While it is not the most exciting thing people talk about, Hilaire said, inflation is real. Inflation is defined as a simultaneous progressive increase in all prices in an economy.

He said because the Caribbean is tapped directly into the international market, inflationary patterns in other parts of the world can affect the region.

“Generally, we have an easy formula: inflation goes up, you tighten monetary policy.”

But Hilaire observed, “We are in a pandemic; we have to support economies.We are at a dilemma where we want to continue to support an economy, but are concerned about inflation.”

“This is something that we have to be balancing very carefully.”

In Trinidad and Tobago, Hilaire said, “We lowered our reserve requirement. We reduced our discount rate tremendously. This has boosted liquidity. It has allowed things to foster to some extent.”

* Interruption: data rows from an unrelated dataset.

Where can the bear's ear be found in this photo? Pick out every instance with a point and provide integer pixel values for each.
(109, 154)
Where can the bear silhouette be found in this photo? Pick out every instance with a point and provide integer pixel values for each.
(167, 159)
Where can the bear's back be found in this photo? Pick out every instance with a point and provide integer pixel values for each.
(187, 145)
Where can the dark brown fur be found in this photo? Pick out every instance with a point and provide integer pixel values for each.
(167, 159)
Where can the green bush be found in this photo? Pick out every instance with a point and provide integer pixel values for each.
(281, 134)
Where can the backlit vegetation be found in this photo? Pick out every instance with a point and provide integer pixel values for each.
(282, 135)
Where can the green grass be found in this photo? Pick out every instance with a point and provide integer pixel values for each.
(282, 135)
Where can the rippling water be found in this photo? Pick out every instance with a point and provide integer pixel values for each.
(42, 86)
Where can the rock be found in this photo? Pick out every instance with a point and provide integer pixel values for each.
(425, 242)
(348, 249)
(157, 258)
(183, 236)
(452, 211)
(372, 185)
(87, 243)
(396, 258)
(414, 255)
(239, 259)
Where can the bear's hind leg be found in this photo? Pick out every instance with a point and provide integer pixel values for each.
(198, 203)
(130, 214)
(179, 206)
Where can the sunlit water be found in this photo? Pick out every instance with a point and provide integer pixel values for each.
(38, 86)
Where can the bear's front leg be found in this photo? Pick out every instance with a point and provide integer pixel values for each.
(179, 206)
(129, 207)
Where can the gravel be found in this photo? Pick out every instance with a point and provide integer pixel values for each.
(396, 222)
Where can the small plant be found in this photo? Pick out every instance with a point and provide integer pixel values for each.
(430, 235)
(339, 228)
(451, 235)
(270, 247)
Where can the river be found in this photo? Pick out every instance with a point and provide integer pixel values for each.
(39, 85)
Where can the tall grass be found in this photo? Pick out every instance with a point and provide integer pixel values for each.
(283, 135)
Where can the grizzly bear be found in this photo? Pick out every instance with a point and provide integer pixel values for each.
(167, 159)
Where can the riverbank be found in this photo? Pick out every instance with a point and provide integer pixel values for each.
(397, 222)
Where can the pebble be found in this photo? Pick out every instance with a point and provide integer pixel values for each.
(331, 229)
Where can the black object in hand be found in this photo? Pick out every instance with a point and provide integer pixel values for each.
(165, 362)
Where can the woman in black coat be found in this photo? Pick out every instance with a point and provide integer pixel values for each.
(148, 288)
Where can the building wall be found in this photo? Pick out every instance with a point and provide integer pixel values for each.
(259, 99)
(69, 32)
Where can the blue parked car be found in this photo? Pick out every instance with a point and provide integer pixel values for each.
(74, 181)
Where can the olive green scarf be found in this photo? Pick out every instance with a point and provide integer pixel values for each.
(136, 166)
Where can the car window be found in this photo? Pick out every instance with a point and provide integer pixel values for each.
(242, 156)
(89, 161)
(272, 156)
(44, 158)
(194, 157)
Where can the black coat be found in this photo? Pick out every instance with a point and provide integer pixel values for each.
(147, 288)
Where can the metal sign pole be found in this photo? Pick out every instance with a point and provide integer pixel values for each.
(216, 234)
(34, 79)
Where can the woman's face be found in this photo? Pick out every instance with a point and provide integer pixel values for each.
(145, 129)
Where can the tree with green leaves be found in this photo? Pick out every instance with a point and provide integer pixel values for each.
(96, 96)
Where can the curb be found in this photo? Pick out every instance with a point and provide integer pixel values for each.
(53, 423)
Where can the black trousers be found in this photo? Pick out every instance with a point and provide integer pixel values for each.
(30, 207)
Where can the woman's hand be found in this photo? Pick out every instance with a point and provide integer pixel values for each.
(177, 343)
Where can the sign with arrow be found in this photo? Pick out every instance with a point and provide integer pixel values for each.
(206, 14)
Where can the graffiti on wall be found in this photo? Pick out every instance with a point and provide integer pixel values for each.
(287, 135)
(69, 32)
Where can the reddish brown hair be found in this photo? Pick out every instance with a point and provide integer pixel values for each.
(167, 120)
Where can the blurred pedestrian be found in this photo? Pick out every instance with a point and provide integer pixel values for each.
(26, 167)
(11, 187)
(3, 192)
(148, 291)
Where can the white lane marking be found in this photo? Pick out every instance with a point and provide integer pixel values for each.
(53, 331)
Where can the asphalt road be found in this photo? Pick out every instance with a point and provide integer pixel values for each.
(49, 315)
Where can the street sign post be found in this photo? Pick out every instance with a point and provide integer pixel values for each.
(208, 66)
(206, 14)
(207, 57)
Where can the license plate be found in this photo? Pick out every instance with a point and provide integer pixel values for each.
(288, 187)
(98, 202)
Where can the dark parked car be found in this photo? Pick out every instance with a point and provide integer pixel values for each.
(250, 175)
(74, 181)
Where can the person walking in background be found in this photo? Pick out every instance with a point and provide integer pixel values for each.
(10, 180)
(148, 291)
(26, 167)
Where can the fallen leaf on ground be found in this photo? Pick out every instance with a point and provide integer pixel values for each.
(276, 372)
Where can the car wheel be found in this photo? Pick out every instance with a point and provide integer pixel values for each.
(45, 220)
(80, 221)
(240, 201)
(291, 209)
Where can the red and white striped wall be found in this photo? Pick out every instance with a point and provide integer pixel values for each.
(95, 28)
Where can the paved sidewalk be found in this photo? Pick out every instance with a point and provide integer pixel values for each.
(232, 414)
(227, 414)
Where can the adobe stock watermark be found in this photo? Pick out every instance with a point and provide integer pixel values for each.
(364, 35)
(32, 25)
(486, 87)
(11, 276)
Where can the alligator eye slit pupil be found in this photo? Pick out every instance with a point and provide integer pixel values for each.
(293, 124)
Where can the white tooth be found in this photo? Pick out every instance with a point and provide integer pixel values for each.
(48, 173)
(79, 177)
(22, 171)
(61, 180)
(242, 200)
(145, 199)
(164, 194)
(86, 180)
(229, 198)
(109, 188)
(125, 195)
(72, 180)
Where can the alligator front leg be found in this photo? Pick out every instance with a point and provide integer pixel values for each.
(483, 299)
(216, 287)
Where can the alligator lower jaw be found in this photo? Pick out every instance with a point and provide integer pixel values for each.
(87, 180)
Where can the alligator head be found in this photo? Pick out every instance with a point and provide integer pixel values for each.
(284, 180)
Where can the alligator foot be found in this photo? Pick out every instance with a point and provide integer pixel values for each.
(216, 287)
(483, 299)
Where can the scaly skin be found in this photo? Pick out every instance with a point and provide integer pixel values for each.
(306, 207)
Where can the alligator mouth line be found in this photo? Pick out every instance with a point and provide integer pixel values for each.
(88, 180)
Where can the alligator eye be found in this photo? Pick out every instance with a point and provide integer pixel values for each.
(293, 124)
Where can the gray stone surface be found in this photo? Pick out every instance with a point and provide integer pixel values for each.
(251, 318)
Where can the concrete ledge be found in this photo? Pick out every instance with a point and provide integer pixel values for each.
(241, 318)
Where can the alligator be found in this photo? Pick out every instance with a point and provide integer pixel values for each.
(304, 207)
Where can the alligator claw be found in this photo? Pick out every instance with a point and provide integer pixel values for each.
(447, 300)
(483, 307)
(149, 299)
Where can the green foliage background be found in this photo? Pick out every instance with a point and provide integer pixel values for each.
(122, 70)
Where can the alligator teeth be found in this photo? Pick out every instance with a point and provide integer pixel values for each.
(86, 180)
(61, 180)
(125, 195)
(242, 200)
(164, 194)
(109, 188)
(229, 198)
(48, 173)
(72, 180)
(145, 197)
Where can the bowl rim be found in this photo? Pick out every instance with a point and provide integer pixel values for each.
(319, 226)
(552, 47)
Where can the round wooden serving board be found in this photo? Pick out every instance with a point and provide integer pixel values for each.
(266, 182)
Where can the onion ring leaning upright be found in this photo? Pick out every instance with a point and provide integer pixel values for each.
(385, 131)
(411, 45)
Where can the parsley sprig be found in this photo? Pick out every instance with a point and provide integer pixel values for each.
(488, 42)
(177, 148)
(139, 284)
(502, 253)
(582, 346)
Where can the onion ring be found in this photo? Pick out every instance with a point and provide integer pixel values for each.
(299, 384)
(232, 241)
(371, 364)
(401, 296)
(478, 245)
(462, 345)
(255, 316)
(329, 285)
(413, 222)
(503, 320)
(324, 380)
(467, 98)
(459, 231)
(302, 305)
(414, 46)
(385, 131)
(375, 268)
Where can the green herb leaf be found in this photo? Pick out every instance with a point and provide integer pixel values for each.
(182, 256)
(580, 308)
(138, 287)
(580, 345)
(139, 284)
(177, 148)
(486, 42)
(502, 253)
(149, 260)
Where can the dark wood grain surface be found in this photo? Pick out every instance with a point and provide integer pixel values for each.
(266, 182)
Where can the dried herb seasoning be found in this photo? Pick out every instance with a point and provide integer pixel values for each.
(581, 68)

But at the same time, he continued, the bank continues to carefully watch inflation to ensure it does not take over. He said the bank looks daily at the numbers and “we are trying to balance monetary policy to take care of supporting an economy while staving off inflation.”

In its last monetary policy announcement in September, the bank said on the domestic front, supply-side factors (such as a surge in international commodity prices such as sugar, wheat and vegetable oils; higher shipping costs; transportation delays; and adverse weather conditions) have led to a discernible increase in food prices.

The bank said the latest information from the Central Statistical Office showed food inflation (year-on-year) rose from 3.2 per cent in January to 4.9 per cent in July. The largest increases were recorded for vegetables, fruits, milk, cheese and eggs.

Core inflation (which excludes food items) remained relatively contained at 1.6 per cent in July, with headline inflation measuring 2.2 per cent, but this could rise further in coming months, in light of recently announced increases in transport fares. Last month, the Route Two Maxi Taxi Association announced that maxi fares for routes along the East-West Corridor will increase from Monday.